Question

How do you factor \[{{x}^{2}}-2x-24\] ?

Answer 1

Hint: We can do it in different methods. But here we will use sum and product method or grouping method to factorize the equation. First we have to split our middle to satisfy the constraints we have in the method. Once we have splitted the middle term we have to rearrange the terms by taking common variables or numerical to arrive at our solution.

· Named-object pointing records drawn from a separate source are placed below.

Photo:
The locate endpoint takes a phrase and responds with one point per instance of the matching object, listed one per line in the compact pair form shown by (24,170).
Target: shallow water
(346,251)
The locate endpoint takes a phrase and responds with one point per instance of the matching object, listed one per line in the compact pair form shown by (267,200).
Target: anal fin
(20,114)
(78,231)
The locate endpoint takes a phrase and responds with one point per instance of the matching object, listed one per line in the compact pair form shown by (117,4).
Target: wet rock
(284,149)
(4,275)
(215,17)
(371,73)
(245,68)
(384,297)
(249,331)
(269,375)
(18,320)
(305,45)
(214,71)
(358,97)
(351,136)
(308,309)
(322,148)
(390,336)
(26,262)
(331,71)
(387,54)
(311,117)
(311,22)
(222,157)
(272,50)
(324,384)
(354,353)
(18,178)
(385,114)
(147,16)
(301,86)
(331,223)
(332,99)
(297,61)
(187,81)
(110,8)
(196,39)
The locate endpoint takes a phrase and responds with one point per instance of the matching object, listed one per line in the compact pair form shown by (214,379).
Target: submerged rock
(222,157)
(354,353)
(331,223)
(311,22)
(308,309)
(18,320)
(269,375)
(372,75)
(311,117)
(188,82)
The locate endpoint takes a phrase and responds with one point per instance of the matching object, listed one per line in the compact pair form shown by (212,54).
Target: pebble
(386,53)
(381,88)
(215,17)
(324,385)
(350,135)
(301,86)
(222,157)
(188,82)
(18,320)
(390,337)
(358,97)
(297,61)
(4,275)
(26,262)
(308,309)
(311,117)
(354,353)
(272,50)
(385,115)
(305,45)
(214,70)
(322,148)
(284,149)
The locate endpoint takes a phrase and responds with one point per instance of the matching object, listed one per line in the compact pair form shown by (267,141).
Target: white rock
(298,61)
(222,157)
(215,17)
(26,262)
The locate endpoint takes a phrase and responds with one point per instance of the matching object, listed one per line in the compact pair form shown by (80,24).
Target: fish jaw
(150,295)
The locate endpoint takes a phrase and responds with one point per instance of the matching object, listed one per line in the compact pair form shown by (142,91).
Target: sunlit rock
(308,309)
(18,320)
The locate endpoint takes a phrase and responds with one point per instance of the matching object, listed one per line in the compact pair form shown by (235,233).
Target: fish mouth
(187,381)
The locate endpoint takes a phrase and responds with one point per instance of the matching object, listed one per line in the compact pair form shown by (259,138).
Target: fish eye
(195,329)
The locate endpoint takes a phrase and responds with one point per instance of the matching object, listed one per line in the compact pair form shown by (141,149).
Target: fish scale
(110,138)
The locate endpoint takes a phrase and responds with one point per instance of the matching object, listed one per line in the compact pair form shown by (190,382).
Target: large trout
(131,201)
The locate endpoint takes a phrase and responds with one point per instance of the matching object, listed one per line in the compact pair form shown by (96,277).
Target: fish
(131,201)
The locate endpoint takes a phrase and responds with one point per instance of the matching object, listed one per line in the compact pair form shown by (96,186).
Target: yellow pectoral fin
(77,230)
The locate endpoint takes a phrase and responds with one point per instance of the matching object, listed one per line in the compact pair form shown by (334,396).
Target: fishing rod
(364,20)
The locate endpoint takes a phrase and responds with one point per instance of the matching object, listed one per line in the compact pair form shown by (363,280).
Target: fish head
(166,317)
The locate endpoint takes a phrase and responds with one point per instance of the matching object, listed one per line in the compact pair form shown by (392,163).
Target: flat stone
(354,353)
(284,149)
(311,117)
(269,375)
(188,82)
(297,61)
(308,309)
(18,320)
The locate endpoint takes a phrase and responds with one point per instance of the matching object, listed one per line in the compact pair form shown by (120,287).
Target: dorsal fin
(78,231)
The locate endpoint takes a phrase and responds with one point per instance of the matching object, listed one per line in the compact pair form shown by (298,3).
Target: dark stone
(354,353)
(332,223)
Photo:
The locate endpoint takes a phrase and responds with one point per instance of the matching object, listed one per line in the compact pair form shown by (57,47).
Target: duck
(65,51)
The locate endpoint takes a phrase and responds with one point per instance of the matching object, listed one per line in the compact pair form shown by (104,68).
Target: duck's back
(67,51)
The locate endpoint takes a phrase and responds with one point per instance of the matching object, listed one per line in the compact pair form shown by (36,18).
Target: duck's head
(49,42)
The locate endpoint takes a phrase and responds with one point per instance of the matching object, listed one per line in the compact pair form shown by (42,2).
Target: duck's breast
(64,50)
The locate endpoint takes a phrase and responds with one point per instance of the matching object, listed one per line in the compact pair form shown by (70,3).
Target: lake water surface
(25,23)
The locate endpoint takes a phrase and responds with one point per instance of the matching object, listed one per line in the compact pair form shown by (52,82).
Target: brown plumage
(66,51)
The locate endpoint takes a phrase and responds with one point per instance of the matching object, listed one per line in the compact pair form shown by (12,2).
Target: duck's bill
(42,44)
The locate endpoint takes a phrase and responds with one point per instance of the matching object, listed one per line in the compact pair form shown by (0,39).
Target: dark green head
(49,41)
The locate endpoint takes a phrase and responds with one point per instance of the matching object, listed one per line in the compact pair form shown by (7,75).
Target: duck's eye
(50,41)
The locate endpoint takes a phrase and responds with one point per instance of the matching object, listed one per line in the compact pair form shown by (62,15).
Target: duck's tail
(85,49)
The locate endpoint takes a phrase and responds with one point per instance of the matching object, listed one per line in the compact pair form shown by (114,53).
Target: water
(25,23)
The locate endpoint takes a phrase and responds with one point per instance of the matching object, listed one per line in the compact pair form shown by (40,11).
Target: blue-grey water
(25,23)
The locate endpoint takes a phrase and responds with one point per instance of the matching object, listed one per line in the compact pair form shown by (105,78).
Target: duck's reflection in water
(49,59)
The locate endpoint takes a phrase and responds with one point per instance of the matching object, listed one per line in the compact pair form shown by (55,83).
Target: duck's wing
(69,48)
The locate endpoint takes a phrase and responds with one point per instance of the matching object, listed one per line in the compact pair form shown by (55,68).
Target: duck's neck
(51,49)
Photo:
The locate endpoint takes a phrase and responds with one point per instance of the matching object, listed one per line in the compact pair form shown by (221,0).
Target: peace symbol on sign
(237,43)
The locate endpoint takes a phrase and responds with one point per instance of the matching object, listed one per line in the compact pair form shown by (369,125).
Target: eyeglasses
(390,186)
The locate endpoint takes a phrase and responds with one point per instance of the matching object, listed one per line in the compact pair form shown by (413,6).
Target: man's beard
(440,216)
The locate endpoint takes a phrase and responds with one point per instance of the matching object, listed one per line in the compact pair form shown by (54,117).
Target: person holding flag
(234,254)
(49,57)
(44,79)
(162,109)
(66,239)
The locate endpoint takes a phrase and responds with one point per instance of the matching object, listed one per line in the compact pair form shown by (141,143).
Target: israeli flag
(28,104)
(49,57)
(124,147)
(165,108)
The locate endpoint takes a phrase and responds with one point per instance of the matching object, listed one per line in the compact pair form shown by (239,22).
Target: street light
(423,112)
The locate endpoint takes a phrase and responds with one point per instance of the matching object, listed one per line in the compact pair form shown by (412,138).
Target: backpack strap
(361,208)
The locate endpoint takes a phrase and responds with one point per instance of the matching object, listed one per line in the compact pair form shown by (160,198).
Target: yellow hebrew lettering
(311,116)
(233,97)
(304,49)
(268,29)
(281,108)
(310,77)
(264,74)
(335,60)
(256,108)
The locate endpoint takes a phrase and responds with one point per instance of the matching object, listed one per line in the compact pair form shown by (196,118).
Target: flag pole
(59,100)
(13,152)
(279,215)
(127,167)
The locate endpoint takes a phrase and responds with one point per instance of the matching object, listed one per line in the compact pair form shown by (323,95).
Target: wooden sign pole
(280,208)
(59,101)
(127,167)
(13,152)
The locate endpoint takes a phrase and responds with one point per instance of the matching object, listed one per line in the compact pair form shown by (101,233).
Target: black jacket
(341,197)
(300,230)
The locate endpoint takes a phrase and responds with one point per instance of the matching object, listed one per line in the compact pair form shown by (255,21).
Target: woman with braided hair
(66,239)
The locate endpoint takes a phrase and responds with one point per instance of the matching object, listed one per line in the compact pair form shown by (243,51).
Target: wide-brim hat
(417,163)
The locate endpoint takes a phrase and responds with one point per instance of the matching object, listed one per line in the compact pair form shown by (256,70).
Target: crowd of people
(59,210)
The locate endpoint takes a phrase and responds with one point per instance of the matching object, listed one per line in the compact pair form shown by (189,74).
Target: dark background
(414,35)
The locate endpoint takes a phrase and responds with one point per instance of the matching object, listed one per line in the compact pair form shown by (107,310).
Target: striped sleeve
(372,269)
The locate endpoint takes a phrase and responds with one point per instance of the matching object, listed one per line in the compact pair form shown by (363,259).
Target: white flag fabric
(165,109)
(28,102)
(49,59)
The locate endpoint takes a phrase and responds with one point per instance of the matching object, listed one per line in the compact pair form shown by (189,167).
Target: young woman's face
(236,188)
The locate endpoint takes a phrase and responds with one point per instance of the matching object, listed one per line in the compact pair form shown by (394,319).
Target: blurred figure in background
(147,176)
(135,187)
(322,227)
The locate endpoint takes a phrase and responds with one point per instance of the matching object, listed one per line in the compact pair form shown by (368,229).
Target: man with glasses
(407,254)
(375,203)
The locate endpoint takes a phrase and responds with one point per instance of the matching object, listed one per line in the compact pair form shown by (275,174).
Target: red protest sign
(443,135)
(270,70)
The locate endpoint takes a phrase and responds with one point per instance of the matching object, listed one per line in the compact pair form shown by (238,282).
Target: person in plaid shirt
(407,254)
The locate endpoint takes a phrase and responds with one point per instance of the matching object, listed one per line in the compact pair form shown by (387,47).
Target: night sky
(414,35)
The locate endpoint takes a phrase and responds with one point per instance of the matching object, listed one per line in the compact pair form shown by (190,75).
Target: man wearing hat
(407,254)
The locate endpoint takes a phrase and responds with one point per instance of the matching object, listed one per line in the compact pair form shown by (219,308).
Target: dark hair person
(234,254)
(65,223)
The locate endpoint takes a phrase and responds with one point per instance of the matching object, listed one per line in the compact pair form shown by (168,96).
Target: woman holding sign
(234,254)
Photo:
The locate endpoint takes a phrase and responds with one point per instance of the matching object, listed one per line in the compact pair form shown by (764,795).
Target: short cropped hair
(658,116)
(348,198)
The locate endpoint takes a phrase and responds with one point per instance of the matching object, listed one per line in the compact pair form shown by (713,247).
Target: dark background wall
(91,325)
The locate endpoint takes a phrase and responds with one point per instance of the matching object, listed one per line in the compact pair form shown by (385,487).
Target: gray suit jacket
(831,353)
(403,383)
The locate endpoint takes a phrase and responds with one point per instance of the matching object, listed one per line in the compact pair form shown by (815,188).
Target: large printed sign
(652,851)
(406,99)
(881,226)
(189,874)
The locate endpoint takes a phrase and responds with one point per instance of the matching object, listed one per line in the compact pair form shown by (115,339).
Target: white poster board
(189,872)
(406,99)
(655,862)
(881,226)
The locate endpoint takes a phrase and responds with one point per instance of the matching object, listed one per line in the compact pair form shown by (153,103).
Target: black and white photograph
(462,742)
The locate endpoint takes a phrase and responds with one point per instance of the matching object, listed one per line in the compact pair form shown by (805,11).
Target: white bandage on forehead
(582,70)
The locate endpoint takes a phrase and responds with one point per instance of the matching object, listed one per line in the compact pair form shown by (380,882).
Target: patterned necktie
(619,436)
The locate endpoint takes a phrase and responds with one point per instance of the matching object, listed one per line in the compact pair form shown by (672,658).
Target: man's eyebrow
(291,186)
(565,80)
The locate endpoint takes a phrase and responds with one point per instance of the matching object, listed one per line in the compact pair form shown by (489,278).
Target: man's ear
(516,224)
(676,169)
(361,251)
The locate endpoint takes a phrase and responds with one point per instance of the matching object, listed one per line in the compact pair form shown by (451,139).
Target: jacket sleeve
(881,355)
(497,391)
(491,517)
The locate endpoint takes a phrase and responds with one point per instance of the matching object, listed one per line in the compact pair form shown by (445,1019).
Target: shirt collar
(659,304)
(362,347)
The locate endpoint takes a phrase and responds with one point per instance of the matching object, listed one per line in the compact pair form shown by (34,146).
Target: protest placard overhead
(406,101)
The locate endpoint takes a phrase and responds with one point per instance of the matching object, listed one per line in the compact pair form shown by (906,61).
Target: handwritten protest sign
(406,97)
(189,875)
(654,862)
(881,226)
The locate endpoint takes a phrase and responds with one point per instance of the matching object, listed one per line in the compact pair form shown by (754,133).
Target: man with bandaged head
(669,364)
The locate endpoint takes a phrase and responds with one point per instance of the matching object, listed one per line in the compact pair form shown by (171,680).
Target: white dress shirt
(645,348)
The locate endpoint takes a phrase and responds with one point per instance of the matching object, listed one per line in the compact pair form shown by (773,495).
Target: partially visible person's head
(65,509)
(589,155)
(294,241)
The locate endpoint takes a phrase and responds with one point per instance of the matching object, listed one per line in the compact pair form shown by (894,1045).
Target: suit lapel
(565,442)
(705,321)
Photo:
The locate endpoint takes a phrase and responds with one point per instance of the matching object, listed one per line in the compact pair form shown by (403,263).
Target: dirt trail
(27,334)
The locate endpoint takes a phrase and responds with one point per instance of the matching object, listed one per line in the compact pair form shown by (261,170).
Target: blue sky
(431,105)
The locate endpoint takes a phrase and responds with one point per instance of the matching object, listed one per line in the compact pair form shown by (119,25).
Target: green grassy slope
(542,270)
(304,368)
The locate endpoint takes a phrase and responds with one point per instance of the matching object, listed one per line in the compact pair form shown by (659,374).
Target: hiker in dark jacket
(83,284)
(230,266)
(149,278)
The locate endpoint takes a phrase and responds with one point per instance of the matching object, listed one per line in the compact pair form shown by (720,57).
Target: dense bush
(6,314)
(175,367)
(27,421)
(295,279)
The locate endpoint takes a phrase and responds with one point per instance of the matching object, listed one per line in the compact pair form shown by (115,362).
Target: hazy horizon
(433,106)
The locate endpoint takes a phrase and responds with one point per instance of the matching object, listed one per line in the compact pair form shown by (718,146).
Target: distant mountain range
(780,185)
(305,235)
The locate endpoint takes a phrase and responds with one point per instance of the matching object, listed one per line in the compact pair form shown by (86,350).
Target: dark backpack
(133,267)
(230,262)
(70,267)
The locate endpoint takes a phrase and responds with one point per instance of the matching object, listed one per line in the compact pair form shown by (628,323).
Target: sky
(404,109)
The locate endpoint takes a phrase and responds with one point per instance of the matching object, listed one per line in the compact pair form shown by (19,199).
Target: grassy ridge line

Complete step by step answer:
First we have to know the rules to split the middle term. They are
1. The sum of the two terms is equal to middle term and
2. The product must be equal to the product of first and last terms.
So we have to make sure to satisfy these conditions while splitting the middle term.
Given equation is
\[{{x}^{2}}-2x-24\]
Here to split the middle term the easy way to find the factors is to do prime factorization of the product of the first and last terms.
So in our case we have found the prime factors for \[24\].
The prime factors for \[24\] are
\[24=2\times 2\times 2\times 3\]
From the prime factors we have to take two factors through which we will get \[-2\] and \[-24\].
We can see that
\[-2=-6+4\]
\[-24=-6\times 4\]
So we can split our middle term into \[-6\] and \[4\]
Then the equation will look like
\[\Rightarrow {{x}^{2}}-6x+4x-24\]
Now we can rearrange the terms by taking common terms
From the above equation we can take \[x\] as common in first two terms and \[4\] as common in next two terms
Then the equation will become
\[\Rightarrow x\left( x-6 \right)+4\left( x-6 \right)\]
Now we can take \[x-6\] as common in two terms we will get
\[\Rightarrow \left( x-6 \right)\left( x-4 \right)\]

So the factors of the equation \[{{x}^{2}}-2x-24\] are \[\left( x-6 \right)\left( x-4 \right)\].

Note: We can also solve the problem using quadratic formulas also. But if the coefficient of \[{{x}^{2}}\] is \[1\] then it is better to use a grouping method. It will help you to solve the problem easily. But in this case you have to be sure while splitting up the middle term whether it is positive or negative.